From firing lightning bolts to hypnotising and even enraging your rivals, ADAM and the powers (or Plasmids) it granted users were sold to Rapture's population much like a new iPhone is to people today: upgrade, upgrade, upgrade. This need to better's oneself physically and mentally is built into the city's very DNA, with Rapture's creator - Andrew Ryan - fuelling its creation to play host to society's best and brightest. The echoing of other movements with a focus on eugenics is no doubt intentional, and evidence of Rapture's former totalitarian-like existence remains littered throughout its hallways.
Dilapidated though it may be, BioShock's delicate world - leaking water all over and its walls quite literally drenched in blood - almost begs to be left untouched. While most shooters program you to fire at anything that moves from the word go, much of BioShock's charm comes from creeping through its corridors, taking in what life that remains and sifting through the fragments of the city's short history.
The overarching feeling as you gaze upon this dystopia, however, is how it represents the notion of being promised the world on a silver platter and delivered a turnip. Indeed, it's arguable that BioShock's message of cynicism and distrust would play to an even bigger audience today. At a time when, on both sides of the Atlantic, the general population appear to distrust their politicians and despise the system that keeps them in place, a game that directly addresses the notion of people being lied to - of a greater purpose being hidden beneath the surface - would draw in quite an audience.
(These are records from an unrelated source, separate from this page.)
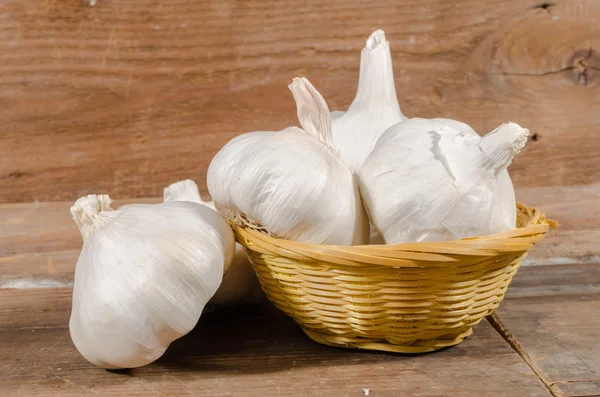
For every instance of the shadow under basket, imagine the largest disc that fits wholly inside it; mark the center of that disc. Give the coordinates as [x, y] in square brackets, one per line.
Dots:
[403, 298]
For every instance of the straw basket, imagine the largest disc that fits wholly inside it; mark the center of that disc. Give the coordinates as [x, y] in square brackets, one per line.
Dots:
[404, 298]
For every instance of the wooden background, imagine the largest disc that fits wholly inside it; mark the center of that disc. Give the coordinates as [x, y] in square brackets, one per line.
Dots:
[129, 96]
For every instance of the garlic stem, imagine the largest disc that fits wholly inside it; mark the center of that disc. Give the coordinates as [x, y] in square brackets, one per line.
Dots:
[376, 89]
[86, 209]
[313, 112]
[503, 144]
[186, 190]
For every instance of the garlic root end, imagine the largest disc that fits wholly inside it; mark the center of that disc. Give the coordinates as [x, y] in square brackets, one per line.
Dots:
[86, 209]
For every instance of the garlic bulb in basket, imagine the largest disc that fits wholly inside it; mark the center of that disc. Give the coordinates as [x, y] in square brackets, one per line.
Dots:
[426, 181]
[240, 284]
[143, 277]
[291, 183]
[374, 109]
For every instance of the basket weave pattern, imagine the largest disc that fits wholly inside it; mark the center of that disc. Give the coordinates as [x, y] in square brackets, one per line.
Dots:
[405, 298]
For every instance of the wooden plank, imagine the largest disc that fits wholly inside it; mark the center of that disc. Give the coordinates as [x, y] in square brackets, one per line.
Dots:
[551, 312]
[39, 243]
[240, 352]
[127, 97]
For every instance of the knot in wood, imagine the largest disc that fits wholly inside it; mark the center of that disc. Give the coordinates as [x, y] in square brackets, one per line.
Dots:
[585, 64]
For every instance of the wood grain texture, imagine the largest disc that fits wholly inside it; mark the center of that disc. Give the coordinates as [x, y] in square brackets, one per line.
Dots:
[253, 352]
[552, 313]
[39, 243]
[127, 97]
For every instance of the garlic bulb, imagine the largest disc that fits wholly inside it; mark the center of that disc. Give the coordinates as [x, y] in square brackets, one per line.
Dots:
[291, 183]
[374, 109]
[430, 181]
[240, 284]
[143, 277]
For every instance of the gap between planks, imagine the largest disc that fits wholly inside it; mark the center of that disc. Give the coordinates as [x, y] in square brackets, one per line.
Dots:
[496, 323]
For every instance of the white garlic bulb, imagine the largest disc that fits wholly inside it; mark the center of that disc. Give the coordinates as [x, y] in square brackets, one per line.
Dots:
[240, 284]
[291, 182]
[426, 181]
[374, 109]
[143, 277]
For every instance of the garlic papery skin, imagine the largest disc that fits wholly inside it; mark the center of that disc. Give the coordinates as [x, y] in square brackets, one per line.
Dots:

This is the great double play BioShock pulled off with aplomb: the surface story of a business magnate's desire to create a utopia that ultimately ends in ignominy helping hide the deeper tale of what is effectively the game's tutorial double crossing the player, almost at its conclusion.
Surviving a plane crash in the middle of the ocean, Atlas' is the first voice the player hears afterwards, and his soft Irish tones serve as a calming presence throughout. He explains how to play, how to stay alive, how to compete in Rapture. Plot twists are by no means rare, but to take a player's initial point of contact and turn them into an adversary is akin to drawing all the oxygen from the air and tasking you with breathing.
In the intervening years, flipping play on its head in this manner has become BioShock's signature style, but it's a trick especially difficult to pull off twice. It's also a factor that has made BioShock rather hard to follow up.
BioShock 2, though acclaimed by many, was considered too similar to the original in terms of gameplay to be considered a classic in its own right by others, while BioShock Infinite - set up in the sky rather than underwater - was too repetitive to keep hold of all of the fans that first trip to Rapture had amassed. That's not to suggest the first BioShock was itself the finished article, in the years after its hallowed debut critics have been keen to point out its misjudged final hour and FPS elements that are a little one dimensional.
The game's legacy, however, lives on, if only because developer Irrational Games' original aims were far broader than merely depicting a high-def firefight. BioShock is instead primarily a tale of the breakdown of society. It's a story of greed, of addiction, and the erosion and ultimate destruction of humanity. It's also a title that teaches the player to question everything they're told, even when it's the game itself that's telling them.